I have discussed in two of my previous posts John’s faith, which he expressed primarily through his embodied life as a part of the Mound City, KS community.  John was an active part of his faith communities throughout his life, and his faith was lived out through his physical presence in the world – his generosity and service – much more so than through his thought and contemplation.

I sat by John as he lay dying and questioning and I wondered if a short season of doubt at the end of a long, full life can invalidate a lifetime of service and giving, of embodying the Gospel.

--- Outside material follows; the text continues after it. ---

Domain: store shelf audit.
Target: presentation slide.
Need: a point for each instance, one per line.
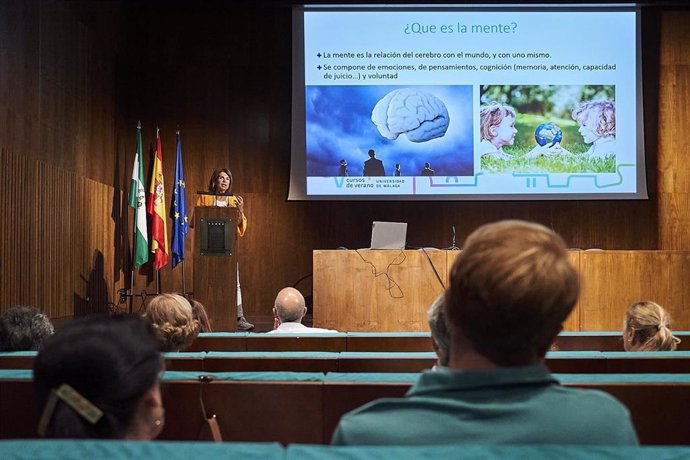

And I thought of the man who came to Jesus, asking for his daughter to be healed.  Jesus told him that all things were possible to them who believed and the man cried out,

“I believe!  Help my unbelief!”

Jesus told the man – doubts and all – that his daughter had been healed.  And the guy had to leave, travel a day and a half back to his home, not knowing anything about his daughter’s health.

His actions proved his faith, even when his thoughts couldn’t.

I held John’s hand as he slid back into the stupor of the dying.  And as he slept, I reflected on these things.

God is faithful to us.  And I truly believe that our actions speak at least as loudly as our words.  And hopefully, sometimes, even louder.

John was dead less than two weeks later, his body finally giving up in its long struggle against death.  And I mourned then, and mourn still, but it is a sorrow laced with hope.

I believe that, because Jesus’ resurrection is an embodied reality, I haven’t seen the last of John.

“Where, O death, is your victory? Where, O death, is your sting?”